Why write an entire column about Tatler? Because it is the only publication written by an entirely different species, at once gormlessly po-faced and cliqueishly jokey. It's not a magazine so much as a complete psychological framework. As such, it has certain regular elements.


Take Eddy, Lord Downpatrick, future Duke of Kent, great-something grandson of King George V (1910-25), the Queen's something-cousin, something-removed. He’s so posh he’s the brother of someone who works for Tatler – Lady Amelia Windsor.

Eddy, a buff beardie laird, has a five-page spread in this month’s edition, where he talks with a combination of humility and hubris familiar to Tatler watchers. The gentry boggle at the arbitrary nature of their own luck. They’re as dumbfounded as you are, it's no one’s fault. But that doesn’t mean that all the freedom they’re afforded doesn’t contort their ordinary dreams into cringey shapes. Here’s Eddy discussing his ideas for his own line of T-shirts and jackets.


Eddy-with-a-Y is your mate who listens to three Timothy Ferris podcasts and decides his ticket to entrepreneurial gold is to make slogan T-shirts. Difference being that your mate’s idea is discreetly dropped after six weeks and a £300 liquidity crisis, whereas Lord Downpatrick, 29, has been gifted a vast canvas of cash on which to paint his equally banal dreams. They happen. Whether or not they merit it. And maybe they work, because they happen; or maybe they don’t, and Eddy moves on to the next basic bitch idea. But you only really have to be lucky once.

One of the key facets of being Tatler levels of rich is having a career making stuff that no one wants but you and your mates. Economically, you could say they're extreme Keynesians: supply creates its own demand, and the supply of interior designers, private T-shirt labels, boujie health restaurants and bottled water brands will inherently lead to full employment of all.



To further illustrate the parallel economics, here is Tatler’s occasional running almost-gag: Socialite Top Trumps. Rich women being compared. Meet Rosie Uniacke, socialite (Wealth 7, Rung Of The Ladder 8, Fashion Factor 5, Determination 6, Philanthropy 4). Rosie is an interior designer.

But so is Bodil Blain (Wealth 4, Rung Of The Ladder 5, Fashion Factor 4, Determination 5, Philanthropy 4). What can we conclude except that they must all decorate each other’s houses, one long human centipede of poufs and draped silk. Each pays the other £200,000 – and bam, that’s how the rich stay rich. Marx was right. It’s a protectionist trading empire.




It's obvious, in this trend-piece feature on "The New WAGs" (they don't drink, they do yoga; you know: like everyone in 2018) that Annie Kilner is about to be sent a hundred deckle-edged double-embossed ivory-white business cards.
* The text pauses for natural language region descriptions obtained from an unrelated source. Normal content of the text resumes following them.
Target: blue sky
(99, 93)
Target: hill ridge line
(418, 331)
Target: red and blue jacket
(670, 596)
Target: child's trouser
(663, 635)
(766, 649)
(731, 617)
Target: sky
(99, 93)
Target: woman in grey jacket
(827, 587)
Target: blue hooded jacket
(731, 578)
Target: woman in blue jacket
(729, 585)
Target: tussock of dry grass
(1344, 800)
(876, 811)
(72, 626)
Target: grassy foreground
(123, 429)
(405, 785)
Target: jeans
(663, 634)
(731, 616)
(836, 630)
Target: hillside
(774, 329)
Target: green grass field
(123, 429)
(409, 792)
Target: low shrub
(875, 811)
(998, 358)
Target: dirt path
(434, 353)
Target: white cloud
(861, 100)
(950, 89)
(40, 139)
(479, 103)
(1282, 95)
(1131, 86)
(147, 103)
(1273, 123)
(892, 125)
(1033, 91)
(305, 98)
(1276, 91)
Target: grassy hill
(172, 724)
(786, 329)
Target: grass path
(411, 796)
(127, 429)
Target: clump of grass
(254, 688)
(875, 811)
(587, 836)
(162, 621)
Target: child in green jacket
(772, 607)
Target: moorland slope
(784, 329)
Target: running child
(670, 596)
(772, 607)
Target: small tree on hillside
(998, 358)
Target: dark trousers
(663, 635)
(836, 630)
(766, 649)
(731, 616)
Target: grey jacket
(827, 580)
On day-release into Poshland, the girlfriend of Man City's Kyle Walker displays that alternative school of interior design favoured by ex-glamour models: make everything purple and put a fucking huge drinks cabinet in.



We’re into Tatler’s famed Bystander section. Parties. See and be seen. Have you been seen this month? Well try a bit harder.
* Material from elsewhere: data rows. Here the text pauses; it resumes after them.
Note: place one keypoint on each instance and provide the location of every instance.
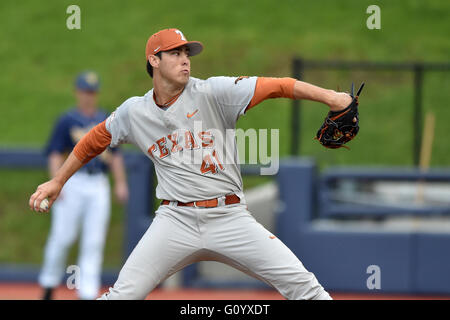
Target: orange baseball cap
(169, 39)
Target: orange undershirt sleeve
(93, 143)
(267, 88)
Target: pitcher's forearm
(304, 90)
(69, 167)
(55, 161)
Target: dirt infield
(31, 291)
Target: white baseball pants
(84, 204)
(229, 234)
One day, Lord Hugo Manners will be playing Jeremy Irons playing Claus von Bulow in a postmodern remake of Reversal of Fortune. Until then, he will have to content himself with attending his sister’s 21st.
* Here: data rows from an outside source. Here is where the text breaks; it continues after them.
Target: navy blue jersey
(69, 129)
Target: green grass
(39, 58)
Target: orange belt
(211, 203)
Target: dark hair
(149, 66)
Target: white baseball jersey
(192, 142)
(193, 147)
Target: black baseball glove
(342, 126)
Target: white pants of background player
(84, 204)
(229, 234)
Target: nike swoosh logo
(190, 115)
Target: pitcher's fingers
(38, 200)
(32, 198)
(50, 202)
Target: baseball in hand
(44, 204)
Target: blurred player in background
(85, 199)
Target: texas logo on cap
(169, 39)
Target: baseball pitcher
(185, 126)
"Eliza Manners – never the shy retiring type", the copy starts. Before describing how Eliza, "and her boyfriend Thor Winkler von Stiernhelm", led guests to Dadabells. Dadabells is not, I am saddened to report, a Dadaist reimagining of Annabel’s, where they play cut-ups of the Abdication Speech instead of music and everyone sits on giant purple clitorii instead of chairs. It’s a cigar bar. "Everyone stayed over – one chap got so lost on his way to bed that he slept in a corridor, propped against a wall."

Pleboid translation: some Sloanes had a piss-up. Someone got shitfaced. Life goes on.

But when you have Tatler, you have an unwavering Boswell to your Dr Johnson, rendering significance to every burp at Claridge's, every yawn in the front row of a Holland Park fashion fundraiser.

Would that we could all have so splendid a chronicler of our own class's foibles.